🕸️ agent-mesh

A public toolkit of production-ready MCP (Model Context Protocol) servers plus a LangGraph orchestrator that wires them together into a single, runnable document-processing pipeline.

agent-mesh is three small, focused MCP servers — memory, file conversion, and prompt/LLM auditing — and one demo agent that uses all three over a common protocol. It runs locally on a laptop GPU against an Ollama model (llama3.2:latest), and the whole mesh comes up with a single command.

The name says the intent: a mesh of independent agents/services that talk to each other through one shared protocol. That is exactly what MCP enables.

Why this exists

Most "agent" demos are a single script with hard-wired functions. agent-mesh is the opposite: each capability is an independent, reusable server that any MCP-compatible client (Claude Desktop, Cursor, an IDE, or this repo's own LangGraph agent) can discover and call. The orchestrator is just one consumer of these servers — you could point a completely different client at the same mesh.
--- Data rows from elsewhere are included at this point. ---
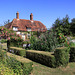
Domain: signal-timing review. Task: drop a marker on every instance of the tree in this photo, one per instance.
(62, 25)
(72, 28)
(66, 25)
(57, 26)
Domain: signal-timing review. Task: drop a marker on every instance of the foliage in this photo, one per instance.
(17, 51)
(62, 25)
(20, 65)
(46, 42)
(72, 54)
(45, 58)
(62, 56)
(3, 41)
(73, 26)
(13, 39)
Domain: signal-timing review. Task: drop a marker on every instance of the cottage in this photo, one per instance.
(22, 25)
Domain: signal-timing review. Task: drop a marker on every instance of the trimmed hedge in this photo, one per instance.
(42, 57)
(62, 56)
(25, 63)
(72, 54)
(3, 46)
(17, 51)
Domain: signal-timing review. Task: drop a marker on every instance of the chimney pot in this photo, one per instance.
(17, 15)
(31, 16)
It is built to demonstrate three engineering concerns that matter in real LLM systems:

Persistent memory — vector storage you can write to, search, and prune (memory-server).
Reliable I/O — turning messy file formats into clean text the model can actually use (file-bridge-server).
Governance — every LLM call is logged with token counts, latency, and a quality score, then summarized into a cost report (prompt-audit-server).
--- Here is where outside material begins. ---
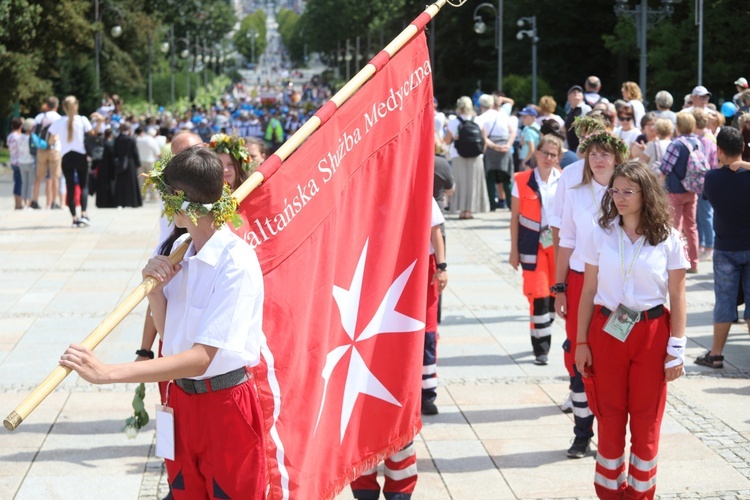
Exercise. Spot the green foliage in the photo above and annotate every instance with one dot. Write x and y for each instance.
(252, 27)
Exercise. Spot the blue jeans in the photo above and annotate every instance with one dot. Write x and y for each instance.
(705, 223)
(728, 267)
On intellectual property: agent-mesh is a clean-room showcase. It reimplements generic versions of ideas explored in private projects (a knowledge/memory layer; a file-conversion tool) using only public libraries and original code. No proprietary source, data, prompts, or model weights are included or required. See NOTICE below.

Architecture at a glance

flowchart TD
    subgraph HOST["🖥️  Host machine (Windows / RTX 2070)"]
        OLLAMA["Ollama runtime<br/>llama3.2:latest + nomic-embed-text<br/>:11434"]
    end

    subgraph COMPOSE["🐳  docker compose network: agent-mesh"]
        ORCH["orchestrator<br/>(LangGraph agent)"]
        MEM["memory-server<br/>FAISS + SQLite<br/>:8001/mcp"]
        FILE["file-bridge-server<br/>converters<br/>:8002/mcp"]
        AUDIT["prompt-audit-server<br/>SQLite<br/>:8003/mcp"]
    end

    ORCH -- "Streamable HTTP (MCP)" --> MEM
    ORCH -- "Streamable HTTP (MCP)" --> FILE
    ORCH -- "Streamable HTTP (MCP)" --> AUDIT
    ORCH -- "OpenAI-compat / Ollama API" --> OLLAMA
    MEM  -- "embeddings" --> OLLAMA

    classDef host fill:#1f2937,stroke:#9ca3af,color:#fff;
    classDef svc fill:#0f766e,stroke:#5eead4,color:#fff;
    class OLLAMA host;
    class ORCH,MEM,FILE,AUDIT svc;

The three servers run as separate containers and expose MCP over Streamable HTTP. The orchestrator connects to all three through a single MultiServerMCPClient and uses the local Ollama model for the actual reasoning. Ollama stays on the host so the GPU is used natively — containers reach it via host.docker.internal.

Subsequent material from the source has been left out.